As a follow-up to our recent blog about The Clean Air Act (CAA) of 1970 and its ongoing impact on air quality, we wanted to shed some light on why ongoing pollution is still a very real risk both in the United States but also, worldwide.
While the act and continued regulations following its inception, emissions from stationary and mobile sources remains a challenge to mitigate. While the United States has made significant strides in improving air quality, recent data shows an increase in harmful pollutants in the atmosphere that remain very real threats to American health and environment.
Despite the reduction of harmful pollutants in the air, one pervading environmental issue is CO2 emissions. CO2 has had an increase of 2.9 percent between 1990 and 2017, and often, sources of greenhouse gas emissions and air pollutants are the same.
Since it was introduced, the Clean Air Act has had an effect – numerous deaths have been prevented, and now even greenhouse gas emissions are now recognized as a danger to public health; however, it will take a worldwide effort to ensure a health future for generations to come.

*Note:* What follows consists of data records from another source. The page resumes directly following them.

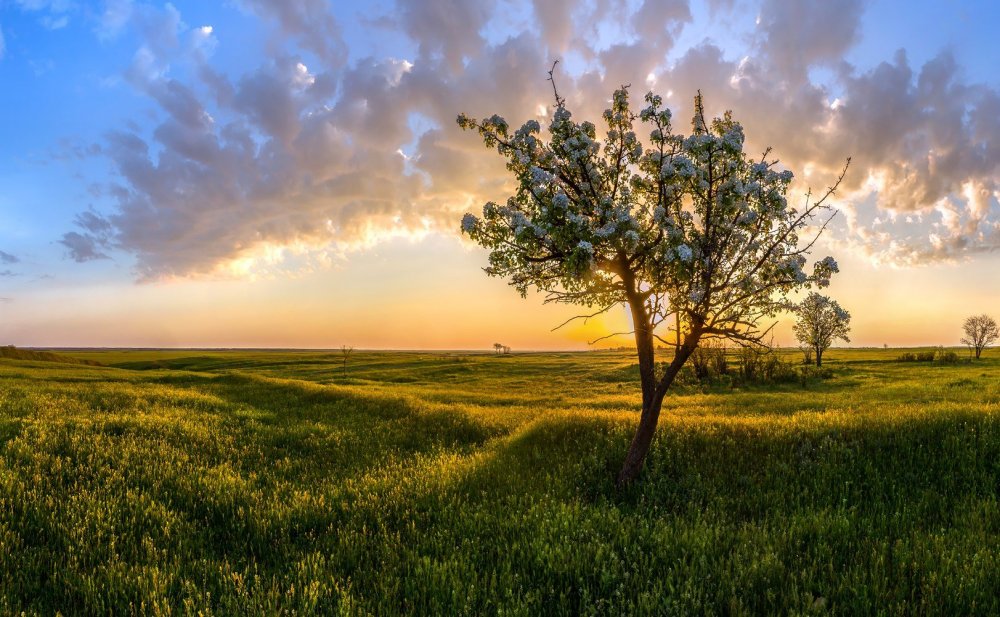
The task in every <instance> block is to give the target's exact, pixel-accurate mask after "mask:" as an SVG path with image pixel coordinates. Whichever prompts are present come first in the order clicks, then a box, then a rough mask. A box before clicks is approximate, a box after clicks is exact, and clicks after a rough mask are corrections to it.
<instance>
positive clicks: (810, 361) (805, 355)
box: [799, 343, 813, 364]
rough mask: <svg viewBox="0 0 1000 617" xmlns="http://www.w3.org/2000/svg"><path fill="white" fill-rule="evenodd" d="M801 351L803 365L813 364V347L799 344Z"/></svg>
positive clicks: (800, 349)
mask: <svg viewBox="0 0 1000 617" xmlns="http://www.w3.org/2000/svg"><path fill="white" fill-rule="evenodd" d="M799 351H801V352H802V364H812V355H813V349H812V347H811V346H809V345H804V344H802V343H799Z"/></svg>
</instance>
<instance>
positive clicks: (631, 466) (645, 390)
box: [617, 309, 699, 488]
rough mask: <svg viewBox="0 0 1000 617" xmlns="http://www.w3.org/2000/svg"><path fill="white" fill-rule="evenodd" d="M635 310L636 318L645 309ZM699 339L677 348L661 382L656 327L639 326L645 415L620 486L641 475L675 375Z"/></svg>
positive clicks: (695, 337) (667, 367)
mask: <svg viewBox="0 0 1000 617" xmlns="http://www.w3.org/2000/svg"><path fill="white" fill-rule="evenodd" d="M632 313H633V319H635V317H637V316H640V315H642V314H643V313H644V311H642V310H640V311H638V313H637V311H635V310H634V309H633V311H632ZM633 323H634V322H633ZM647 323H648V322H647ZM640 332H643V335H642V336H640ZM647 334H648V336H647ZM698 338H699V335H698V334H695V333H692V334H688V335H687V336H686V337H685V340H684V344H683V345H681V346H680V347H679V348H678V349H677V351H676V353H675V354H674V359H673V361H672V362H671V363H670V365H669V366H667V369H666V372H665V373H664V375H663V377H662V378H661V379H660V380H659V381H658V382H657V381H656V380H655V364H654V362H653V358H654V356H653V336H652V328H651V327H650V326H648V325H647V326H645V327H644V328H640V327H638V326H636V345H637V346H638V355H639V374H640V377H641V381H642V415H640V416H639V426H638V428H636V431H635V436H634V437H632V443H631V445H629V448H628V452H627V453H626V454H625V462H624V463H623V464H622V469H621V471H620V472H619V473H618V481H617V485H618V488H622V487H624V486H627V485H628V484H631V483H632V481H633V480H635V479H636V478H637V477H638V476H639V472H640V471H642V465H643V463H644V462H645V460H646V455H647V454H648V453H649V447H650V445H652V443H653V436H654V435H655V434H656V425H657V423H658V422H659V419H660V409H661V408H662V407H663V397H664V396H665V395H666V393H667V390H668V389H669V388H670V385H671V384H672V383H673V382H674V378H676V377H677V373H679V372H680V370H681V367H682V366H684V363H685V362H686V361H687V359H688V358H689V357H690V356H691V353H692V352H693V351H694V348H695V347H696V346H697V345H698ZM647 361H648V371H647V370H644V369H646V368H647V366H644V365H646V362H647Z"/></svg>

The 2019 UN Environment Programme’s Emissions Gap Report insightfully compares where greenhouse gas emissions are headed, against where they should be, to avoid the worst impacts of climate change. Published each year for the last decade, the report consistently finds that the world is not doing enough. For example, emissions have only risen, and that even if all unconditional Nationally Determined Contributions (NDCs) under the Paris Agreement are implemented, we are still on course for a 3.2°C temperature rise, which will radically alter our planet climate change.
Our team at Clean Air Zone (CAZ) recognizes the importance of air quality and the impact we all have in maintaining a health population. It’s through continued efforts that we can take care of ourselves, our loved ones, and our planet.